Она берет планшет, прикрепленный к стене, и возвращается к монитору. Ее ногти постукивают по стеклу, когда она делает какие-то пометки, переводя голову с монитора на планшет и обратно.
— Не могла бы ты назвать мне свое имя? Имя и фамилию, пожалуйста.
— Лу, — Мой голос хрипит, и я прочищаю горло. — Лу Адэр.
Ее пальцы перестают постукивать, когда она вопросительно наклоняет голову в мою сторону.
— Официальное имя?
— Верно, — бормочу я. — Таллула Адэр. Таллула — это семейное имя, но бабушку всегда звали Таллула. Маму звали Талли. Я Лу.
Выражение ее лица смягчается, и я задаюсь вопросом, что она уже получила эту информацию.
— Очень хорошо, милая. И как ты себя чувствуешь? — спрашивает она, подходя ближе.
Она кладет таблетку на стол рядом со мной и осторожно ставит капельницу. Моя левая рука безвольно лежит в ее руке.
— Я в порядке, я думаю. Просто небольшая усталость.
— Ммм. Небольшое недомогание и ангел на твоей стороне, я бы сказала.
Она кивает и уходит, на секунду исчезая за входной дверью, прежде чем вкатить аппарат для измерения жизненно важных функций.
Что-то вспыхивает в моем сознании при упоминании ангела, и мне требуется минута, чтобы понять, что именно. О боже. Я была не одна на озере. Там был кто-то еще. Мужчина. Нет, нет, этого не может быть.
Ну же, Лу, не сходи с ума только потому, что ты чуть не умерла.
Если уж на то пошло, это был сон. Удивительно реалистичный сон, но все равно это игра разума.
Женщина останавливается у моей кровати, хватает градусник и вставляет его мне в ухо.
— Итак, ты помнишь, что произошло?
Когда она сдувает с лица несколько прядей светлых волос, они взлетают до седых корней.
Я делаю паузу и обдумываю это, пока она вынимает инструмент из моего уха. Мост, холодная вода, наполняющая мои легкие, мужчина. Да, лучше не касаться последнего.
— Думаю, да. Был шторм. Мой пикап… я съехала с моста?
Она закрывает глаза и сочувственно кивает.
— Ты, бедняжка, угодила прямиком в озеро Таттл — Крик. Доктор Перри говорит, это чудо, что ты вообще жива.
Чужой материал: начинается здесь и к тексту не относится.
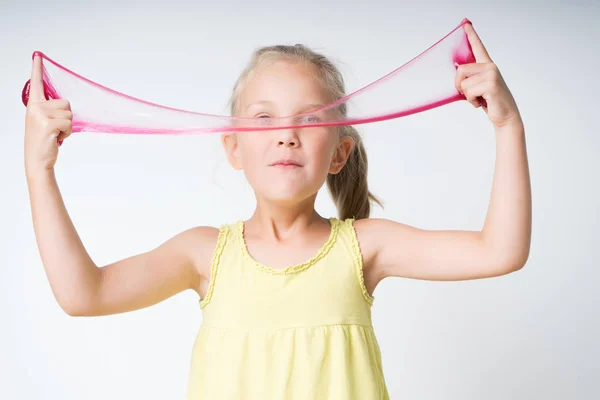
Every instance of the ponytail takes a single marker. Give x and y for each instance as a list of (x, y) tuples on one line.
[(349, 188)]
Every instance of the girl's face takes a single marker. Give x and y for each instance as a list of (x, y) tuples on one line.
[(286, 165)]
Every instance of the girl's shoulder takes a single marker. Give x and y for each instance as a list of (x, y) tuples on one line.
[(200, 242)]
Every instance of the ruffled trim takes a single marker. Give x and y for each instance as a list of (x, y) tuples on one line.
[(358, 261), (292, 269), (221, 240)]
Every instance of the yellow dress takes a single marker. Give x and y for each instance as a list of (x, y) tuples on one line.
[(302, 332)]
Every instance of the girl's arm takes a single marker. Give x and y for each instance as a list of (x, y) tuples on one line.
[(502, 246), (79, 286), (83, 289)]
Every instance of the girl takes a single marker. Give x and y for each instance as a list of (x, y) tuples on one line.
[(286, 295)]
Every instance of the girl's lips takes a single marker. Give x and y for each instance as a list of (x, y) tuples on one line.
[(285, 163)]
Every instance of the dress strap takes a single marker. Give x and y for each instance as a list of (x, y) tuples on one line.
[(358, 259), (218, 251)]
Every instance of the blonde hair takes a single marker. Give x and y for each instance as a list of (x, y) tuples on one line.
[(348, 188)]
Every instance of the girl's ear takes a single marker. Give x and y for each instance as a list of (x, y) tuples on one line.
[(341, 155), (230, 144)]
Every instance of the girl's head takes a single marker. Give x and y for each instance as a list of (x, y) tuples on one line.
[(289, 80)]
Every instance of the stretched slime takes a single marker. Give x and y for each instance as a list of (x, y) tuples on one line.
[(423, 83)]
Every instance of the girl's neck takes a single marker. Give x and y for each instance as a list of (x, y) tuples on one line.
[(280, 220)]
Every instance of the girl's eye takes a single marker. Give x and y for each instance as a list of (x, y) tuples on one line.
[(310, 118)]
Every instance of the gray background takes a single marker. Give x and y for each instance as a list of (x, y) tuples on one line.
[(529, 335)]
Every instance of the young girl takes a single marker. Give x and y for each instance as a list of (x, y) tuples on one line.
[(286, 296)]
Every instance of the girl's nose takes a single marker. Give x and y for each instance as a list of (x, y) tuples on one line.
[(288, 138)]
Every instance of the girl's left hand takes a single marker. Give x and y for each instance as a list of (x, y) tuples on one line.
[(482, 79)]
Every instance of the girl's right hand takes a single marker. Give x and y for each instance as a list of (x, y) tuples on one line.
[(47, 123)]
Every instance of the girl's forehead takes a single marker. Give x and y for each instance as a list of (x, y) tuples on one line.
[(284, 81)]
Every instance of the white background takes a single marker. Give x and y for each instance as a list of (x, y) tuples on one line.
[(528, 335)]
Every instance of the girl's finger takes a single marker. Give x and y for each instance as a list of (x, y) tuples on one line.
[(60, 114), (479, 51), (36, 83), (465, 71), (474, 88)]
Теперь ее рука лежит поверх моей, слегка сжимая, но я почти не чувствую этого.
Чудо.
Чудеса не случаются с такими, как я, и когда кажется, что они случаются, это всего лишь признак того, что грядет что-то худшее. Бабушка говорила, что я чудо, что пережила день своего рождения. Но я никогда не забуду, что моя мать пожертвовала своей жизнью, чтобы это произошло. Я думала, мне повезло, что, по крайней мере, у меня все еще есть мой отец, но он не смог вынести это на протяжении такой долгой жизни без своей второй половины. Я закрываю глаза, прежде чем образ его безжизненного тела на полу в ванной может полностью проявиться. Я бы предпочла никогда больше не видеть столько красного.
— О, а теперь не унывай, красотка.
Мои глаза открываются, обеспокоенный звук женского голоса прогоняет мои мрачные мысли. Ее лицо нависает надо мной, брови нахмурены.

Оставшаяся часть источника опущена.